In the end, however, any internationalization of investment will be only a single step in the direction of peace. There are many other steps to be taken. Education, commerce, the development of an international morality, the creation of machinery for dealing with international disputes, are all essential to the evolution of peace. Industrial and political democracy are above all necessary. Men must be given a full life and a real stake in the wealth that peace provides, and they who bear the burdens of war must actually determine the national policies which make for war or peace.

The New Republic, June 5, 1915.

PRINCIPLES OF THE SETTLEMENT: POLITICAL

NATIONALITY AND THE FUTURE

War has shattered our constructive effort.

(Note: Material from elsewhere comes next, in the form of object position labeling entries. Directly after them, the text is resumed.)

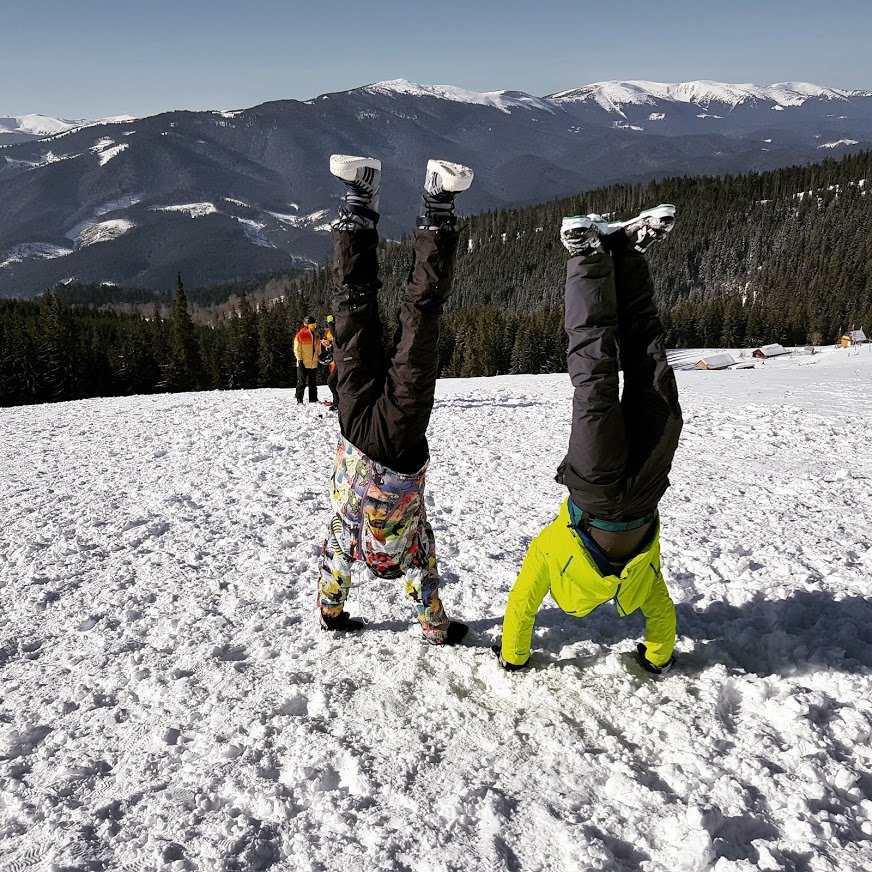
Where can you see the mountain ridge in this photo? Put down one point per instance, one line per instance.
(226, 194)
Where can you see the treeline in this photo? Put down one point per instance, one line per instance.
(783, 256)
(51, 351)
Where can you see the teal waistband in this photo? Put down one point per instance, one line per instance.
(577, 515)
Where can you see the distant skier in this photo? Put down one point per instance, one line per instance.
(325, 359)
(307, 347)
(385, 406)
(605, 542)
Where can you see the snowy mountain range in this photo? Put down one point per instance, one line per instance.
(169, 701)
(225, 194)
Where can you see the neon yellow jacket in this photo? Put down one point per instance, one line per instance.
(558, 561)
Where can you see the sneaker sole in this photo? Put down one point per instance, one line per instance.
(452, 178)
(347, 167)
(664, 210)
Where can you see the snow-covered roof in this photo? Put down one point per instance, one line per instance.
(773, 350)
(716, 361)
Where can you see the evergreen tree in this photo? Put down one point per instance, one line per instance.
(184, 369)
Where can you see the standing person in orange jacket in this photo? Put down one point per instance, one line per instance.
(307, 347)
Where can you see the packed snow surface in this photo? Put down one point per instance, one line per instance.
(169, 702)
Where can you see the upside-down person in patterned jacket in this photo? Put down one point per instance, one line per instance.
(385, 406)
(605, 542)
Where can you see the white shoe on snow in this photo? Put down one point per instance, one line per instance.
(443, 177)
(648, 226)
(362, 178)
(580, 234)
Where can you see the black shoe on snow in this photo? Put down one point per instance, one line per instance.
(342, 622)
(455, 634)
(648, 666)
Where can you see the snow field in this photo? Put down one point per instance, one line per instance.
(169, 703)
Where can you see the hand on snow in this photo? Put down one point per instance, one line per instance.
(509, 667)
(648, 666)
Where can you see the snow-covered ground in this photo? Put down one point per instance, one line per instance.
(169, 703)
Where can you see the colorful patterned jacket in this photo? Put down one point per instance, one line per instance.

For the first time in our lives, we find ourselves in complete uncertainty as to the future. To uncivilized people the situation is commonplace; but in twentieth-century Europe we are accustomed to look ahead, to forecast accurately what lies before us, and then to choose our path and follow it steadily to its end; and we rightly consider that this is the characteristic of civilized men. The same ideal appears in every side of our life: in the individual’s morality as a desire for “Independence” strong enough to control most human passions: in our Economics as Estimates and Insurances: in our Politics as a great sustained concentration of all our surplus energies (in which parties are becoming increasingly at one in aim and effort, while their differences are shrinking to alternatives of method), to raise the material, moral, and intellectual standard of life throughout the nation. From all this fruitful, constructive, exacting work, which demands the best from us and makes us the better for giving it, we have been violently wrenched away and plunged into a struggle for existence with people very much like ourselves, with whom we have no quarrel.

We must face the fact that this is pure evil, and that we cannot escape it. We must fight with all our strength: every particle of our energy must be absorbed in the war: and meanwhile our social construction must stand still indefinitely, or even be in part undone, and every class and individual in the country must suffer in their degree, according to the quite arbitrary chance of war, in lives horribly destroyed and work ruined....

The psychological devastation of war is even more terrible than the material. War brings the savage substratum of human character to the surface, after it has swept away the strong habits that generations of civilized effort have built up. We saw how the breath of war in Ireland demoralized all parties alike. We have met the present more ghastly reality with admirable calmness; but we must be on our guard. Time wears out nerves, and War inevitably brings with it the suggestion of certain obsolete points of view, which in our real, normal life, have long been buried and forgotten.

It has roused the instinct of revenge.